Jennifer Smith, CDE 50:07
and I, you know, something valuable, I think I don't think I know that I see when I work with those that I get the opportunity to privately is when there are questions that come up that are their questions to me, too. I'm more than happy to say, You know what, I don't know, I'll have to look or I'll have to ask my colleagues, you know, I may have great resources with the other educators that I work with. And we all have wide ranges that we have good information in. We don't, each of us doesn't know everything. Sure. And so we use these each other as resources. And as a clinician, you have to be willing to say, I don't know. Yeah, it's okay. But I'll find the answer for you. I'll help you.

Scott Benner 50:51
I don't remember that. I honestly don't remember the context. But while we were at that talk, I remember putting the microphone to myself pace and saying, Oh, wow, Jenny just said something. I don't remember what I said. I didn't know that. I just learned something here. And like, even that

Jennifer Smith, CDE 51:06
was about honeymoon, something early morning. Basil needs.

Scott Benner 51:09
Right, right. Oh, yeah, I don't remember the the exact I do remember that. I don't remember that. But it's not even important. What's important is that in front of in front of a few 100, people who kind of see me as a person who knows what I'm talking about, I was happy to go, Oh, I didn't know that. Right, like so that they can go, oh, well, he doesn't know it is stuff I don't know and feel comfortable about that.

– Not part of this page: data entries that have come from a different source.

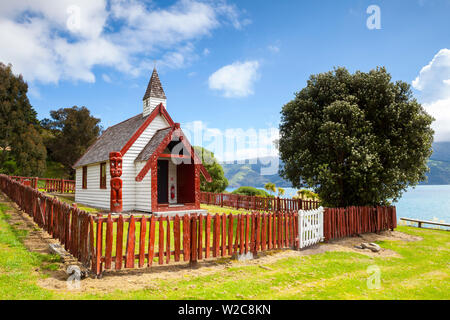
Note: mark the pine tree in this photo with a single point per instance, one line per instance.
(20, 140)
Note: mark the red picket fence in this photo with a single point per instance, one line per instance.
(59, 185)
(350, 221)
(106, 242)
(238, 201)
(51, 185)
(70, 225)
(167, 239)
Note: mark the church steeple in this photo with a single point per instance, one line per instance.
(154, 95)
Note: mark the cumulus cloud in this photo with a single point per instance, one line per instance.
(273, 49)
(433, 82)
(236, 79)
(49, 41)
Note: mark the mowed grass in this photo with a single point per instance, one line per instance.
(18, 279)
(420, 272)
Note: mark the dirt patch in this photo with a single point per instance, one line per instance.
(348, 244)
(136, 279)
(36, 240)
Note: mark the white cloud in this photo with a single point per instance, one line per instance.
(433, 82)
(273, 49)
(106, 78)
(49, 41)
(236, 79)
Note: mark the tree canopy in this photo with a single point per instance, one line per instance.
(22, 150)
(69, 133)
(356, 139)
(215, 170)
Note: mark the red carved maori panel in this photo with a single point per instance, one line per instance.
(115, 159)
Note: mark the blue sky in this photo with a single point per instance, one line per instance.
(227, 64)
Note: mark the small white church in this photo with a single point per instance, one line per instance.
(144, 163)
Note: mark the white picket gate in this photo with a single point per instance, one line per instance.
(310, 226)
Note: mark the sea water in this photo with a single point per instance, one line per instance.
(426, 202)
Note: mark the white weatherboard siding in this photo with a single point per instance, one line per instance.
(128, 167)
(93, 195)
(172, 180)
(143, 200)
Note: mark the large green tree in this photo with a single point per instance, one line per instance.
(219, 182)
(69, 133)
(22, 151)
(356, 139)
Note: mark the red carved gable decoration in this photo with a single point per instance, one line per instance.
(177, 132)
(158, 110)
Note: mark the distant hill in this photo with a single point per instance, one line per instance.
(248, 173)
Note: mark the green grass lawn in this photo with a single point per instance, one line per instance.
(421, 272)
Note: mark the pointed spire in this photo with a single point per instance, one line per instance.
(154, 88)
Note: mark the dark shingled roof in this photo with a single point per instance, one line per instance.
(113, 139)
(153, 144)
(154, 88)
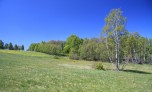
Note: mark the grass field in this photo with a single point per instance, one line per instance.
(37, 72)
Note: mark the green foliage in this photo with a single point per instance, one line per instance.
(10, 46)
(51, 47)
(90, 49)
(73, 54)
(15, 47)
(98, 66)
(6, 46)
(74, 42)
(22, 47)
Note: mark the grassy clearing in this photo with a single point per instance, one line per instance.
(31, 71)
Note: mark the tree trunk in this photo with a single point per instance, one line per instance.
(151, 59)
(108, 51)
(117, 52)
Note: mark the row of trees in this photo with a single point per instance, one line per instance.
(10, 46)
(51, 47)
(115, 45)
(133, 48)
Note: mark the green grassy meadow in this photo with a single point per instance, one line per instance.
(23, 71)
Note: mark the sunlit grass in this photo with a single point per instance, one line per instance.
(38, 72)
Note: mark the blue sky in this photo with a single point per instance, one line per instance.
(28, 21)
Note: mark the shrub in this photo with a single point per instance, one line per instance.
(56, 57)
(98, 66)
(73, 54)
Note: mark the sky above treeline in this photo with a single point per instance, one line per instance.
(31, 21)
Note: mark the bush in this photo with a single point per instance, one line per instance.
(56, 57)
(73, 54)
(98, 66)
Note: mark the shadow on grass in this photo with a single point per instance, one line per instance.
(137, 71)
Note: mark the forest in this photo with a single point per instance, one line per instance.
(116, 44)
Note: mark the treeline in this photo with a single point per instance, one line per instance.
(10, 46)
(51, 47)
(135, 48)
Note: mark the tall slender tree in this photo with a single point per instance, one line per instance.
(1, 44)
(114, 27)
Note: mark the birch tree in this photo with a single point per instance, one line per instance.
(114, 27)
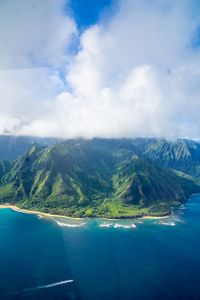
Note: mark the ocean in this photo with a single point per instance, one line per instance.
(101, 259)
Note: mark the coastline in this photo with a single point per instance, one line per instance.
(36, 212)
(53, 216)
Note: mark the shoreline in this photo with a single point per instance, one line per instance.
(53, 216)
(36, 212)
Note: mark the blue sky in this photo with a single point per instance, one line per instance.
(107, 68)
(87, 12)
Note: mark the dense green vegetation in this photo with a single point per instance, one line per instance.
(99, 177)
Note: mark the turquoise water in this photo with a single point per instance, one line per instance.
(157, 259)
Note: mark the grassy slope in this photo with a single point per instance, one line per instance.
(93, 178)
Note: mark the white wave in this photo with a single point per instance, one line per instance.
(106, 225)
(54, 284)
(48, 285)
(62, 224)
(124, 226)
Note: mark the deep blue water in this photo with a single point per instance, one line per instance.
(159, 259)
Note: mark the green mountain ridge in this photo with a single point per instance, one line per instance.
(99, 177)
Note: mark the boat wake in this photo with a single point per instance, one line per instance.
(46, 286)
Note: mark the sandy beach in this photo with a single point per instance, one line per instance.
(51, 216)
(35, 212)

And then I turn to you. I say tell me more about that. Like, that's fine. You need to make people comfortable doing things like that because they're embarrassed to but that's the other part of it. I don't know if we'll get to talk about that in here. Yeah, we will. We're going to do like, kind of like mentality humanity stuff. I'll save it. Okay, I'm gonna let you go then. Awesome. Thank you so much, of course.